Après la création à Compiègne, Les Bains macabres s’installent à l’Athénée pour sept dates. Commande des Frivolités Parisiennes et du Théâtre Impérial de Compiègne, le premier opéra de Guillaume Connesson est un objet musical aussi singulier que le livret d’Olivier Bleys truffé de références théâtrales et cinématographiques.
La station thermale Le Terminus est le cadre bien nommé de soins parfois expéditifs : des curistes de plus en plus nombreux y trépassent mystérieusement dans leur baignoire ! La jeune et belle employée Célia y subit les avances de son sinistre patron tout en rêvant au mariage… Hélas, le beau fiancé Mathéo fait partie des victimes, mais elle peut communiquer avec lui par une mystérieuse webcam. Les amoureux se retrouveront-ils, la police identifiera-t-elle les coupables des meurtres ? Autant de questions qui trouveront leurs réponses dans un décor bleuté et transparent évoquant la douceur des éléments marins et la blancheur de l’au-delà. Des parois translucides mobiles sont le support de diverses projections et révèlent les différents endroits de l’action – commissariat, chambre de Célia et salle de soin agrémentées de baignoires. Le metteur en scène Florent Siaud et le scénographe Philippe Miesch ont également ménagé un étage supérieur pour les fantômes des trépassés où une baignoire toute spéciale leur permet de redescendre parmi les vivants s’ils osent s’y noyer à nouveau.
Ce sujet fantastique évoque un genre cinématographique savoureux ; on pense souvent au Heaven can wait de Lubitsch, 8 et demi de Fellini (la thalasso soignant la dépression), voire L'Aventure de madame Muir de Mankiewicz. L’enquête policière et ses rebondissements en huis clos évoquent irrésistiblement Huit femmes… Pour illustrer cette intrigue pleine de fantaisie, Connesson a concocté une partition splendidement colorée, aux influences multiples où le léger alterne avec l’élégie la plus expressive. Le compositeur manie topiques musicales avec une brillante virtuosité : la fébrilité de l’enquête évoque Bernard Hermann (avec une machine à écrire dans le pupitre de percussions), la préparation de la cérémonie John Adams, et la plainte de Mathéo (le fiancé fantôme) le Debussy de Pelléas ou quelque Poulenc. On songe également au Chabrier de L'Étoile dans le premier duo animé et piquant des enquêteurs. Au-delà de ces hommages stylistiques, le souffle de l’inspiration ne manque guère et le chef néerlandais Arie Van Beek détaille efficacement une orchestration délicieusement raffinée où chaque pupitre paraît très investi.

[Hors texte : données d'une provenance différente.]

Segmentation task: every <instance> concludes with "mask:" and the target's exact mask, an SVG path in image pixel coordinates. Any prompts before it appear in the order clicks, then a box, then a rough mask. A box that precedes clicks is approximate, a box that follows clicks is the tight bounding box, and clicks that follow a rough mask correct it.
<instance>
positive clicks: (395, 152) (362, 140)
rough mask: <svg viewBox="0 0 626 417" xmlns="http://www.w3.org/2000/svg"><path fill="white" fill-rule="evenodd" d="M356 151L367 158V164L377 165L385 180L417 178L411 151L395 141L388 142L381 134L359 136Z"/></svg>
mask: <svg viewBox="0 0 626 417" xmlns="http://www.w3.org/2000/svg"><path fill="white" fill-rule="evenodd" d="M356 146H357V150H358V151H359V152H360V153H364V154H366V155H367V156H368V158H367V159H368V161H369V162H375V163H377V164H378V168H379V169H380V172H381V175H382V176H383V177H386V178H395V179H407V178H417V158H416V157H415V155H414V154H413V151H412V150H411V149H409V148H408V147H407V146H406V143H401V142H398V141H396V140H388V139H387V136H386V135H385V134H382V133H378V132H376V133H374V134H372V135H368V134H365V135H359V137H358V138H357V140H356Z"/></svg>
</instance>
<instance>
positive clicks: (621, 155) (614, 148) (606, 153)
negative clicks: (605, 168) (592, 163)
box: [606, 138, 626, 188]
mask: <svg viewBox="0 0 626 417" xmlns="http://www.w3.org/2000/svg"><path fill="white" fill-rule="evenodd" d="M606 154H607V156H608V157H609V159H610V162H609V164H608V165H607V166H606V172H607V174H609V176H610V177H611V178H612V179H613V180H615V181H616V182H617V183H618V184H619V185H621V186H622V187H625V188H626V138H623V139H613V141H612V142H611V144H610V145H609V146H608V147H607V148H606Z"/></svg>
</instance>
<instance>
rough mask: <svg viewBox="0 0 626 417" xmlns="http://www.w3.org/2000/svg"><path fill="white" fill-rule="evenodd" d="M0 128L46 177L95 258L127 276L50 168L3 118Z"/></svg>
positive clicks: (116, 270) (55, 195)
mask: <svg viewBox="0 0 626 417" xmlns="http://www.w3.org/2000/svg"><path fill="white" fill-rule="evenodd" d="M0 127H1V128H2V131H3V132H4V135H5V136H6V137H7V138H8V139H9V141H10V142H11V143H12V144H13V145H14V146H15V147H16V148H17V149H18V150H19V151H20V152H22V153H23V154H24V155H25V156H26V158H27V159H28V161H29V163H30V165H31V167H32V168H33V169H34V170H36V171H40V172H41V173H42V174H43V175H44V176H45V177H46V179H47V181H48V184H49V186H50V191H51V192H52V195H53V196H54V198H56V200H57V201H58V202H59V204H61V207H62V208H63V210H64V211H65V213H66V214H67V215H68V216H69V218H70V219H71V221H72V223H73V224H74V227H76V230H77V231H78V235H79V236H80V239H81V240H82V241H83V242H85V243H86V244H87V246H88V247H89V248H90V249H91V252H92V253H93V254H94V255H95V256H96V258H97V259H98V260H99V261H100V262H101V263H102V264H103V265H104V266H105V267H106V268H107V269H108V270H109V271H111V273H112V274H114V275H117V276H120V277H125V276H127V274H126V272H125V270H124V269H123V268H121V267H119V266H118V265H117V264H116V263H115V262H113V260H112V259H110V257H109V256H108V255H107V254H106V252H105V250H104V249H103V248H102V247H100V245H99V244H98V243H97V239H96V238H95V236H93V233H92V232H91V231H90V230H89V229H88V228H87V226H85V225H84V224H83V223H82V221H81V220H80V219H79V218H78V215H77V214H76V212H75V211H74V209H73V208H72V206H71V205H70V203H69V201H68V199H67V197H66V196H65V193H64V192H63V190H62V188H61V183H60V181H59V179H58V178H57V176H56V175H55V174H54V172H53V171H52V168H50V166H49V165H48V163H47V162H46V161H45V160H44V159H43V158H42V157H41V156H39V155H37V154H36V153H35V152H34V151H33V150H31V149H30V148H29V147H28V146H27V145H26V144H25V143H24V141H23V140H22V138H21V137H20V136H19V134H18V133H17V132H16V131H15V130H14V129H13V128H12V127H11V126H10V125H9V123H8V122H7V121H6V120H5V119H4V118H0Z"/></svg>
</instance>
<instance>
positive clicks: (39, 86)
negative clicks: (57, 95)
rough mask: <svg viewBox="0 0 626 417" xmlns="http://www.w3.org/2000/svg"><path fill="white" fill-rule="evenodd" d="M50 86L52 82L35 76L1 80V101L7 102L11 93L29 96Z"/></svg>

La soprano Sandrine Buendia possède toute l’agilité et le feu nécessaires à une héroïne passionnée. Elle fait valoir une belle assise du médium dans les couleurs plus suaves du sentiment amoureux. Romain Dayez, son fantomatique fiancé, a la lourde tâche de passer rapidement de l’héroïsme à l’élégie ; la voix passe les crescendo de l’orchestre et fait valoir un timbre homogène et prenant jusque dans les plus infimes pianissimo. Geoffroy Buffière est un policier balourd et maladroit mais le timbre est comme à son habitude d’un très riche métal. Si la voix de sa coéquipière Anna Destraël ne franchit pas toujours la rampe, son abattage et un sens rythmique épatant font merveille. Fabien Hyon incarne un directeur d’établissement odieux tout à fait délectable, sa voix lumineuse et une diction élégante se jouent admirablement d’une partition particulièrement éprouvante. La basse Nicolas Certenais campe un député Aristide menaçant dont l’autorité vocale est très assurée.
Pas de petits rôles dans cet opéra : les trois curistes Jérémie Brocard (basse), Benjamin Mayenobe (baryton) et Benoît-Joseph Meyer (ténor) attestent une aisance vocale et un sens de la scène remarquable. C’est le chœur Les Éléments de Joël Suhubiette qui figurera les curistes vivants et trépassés. Rompus à l’art de la scène, ils ont su ce soir apporter une belle homogénéité aux chœurs enthousiastes de la vie et faire frissonner un public ravi dans les dangereux glissando de la mort.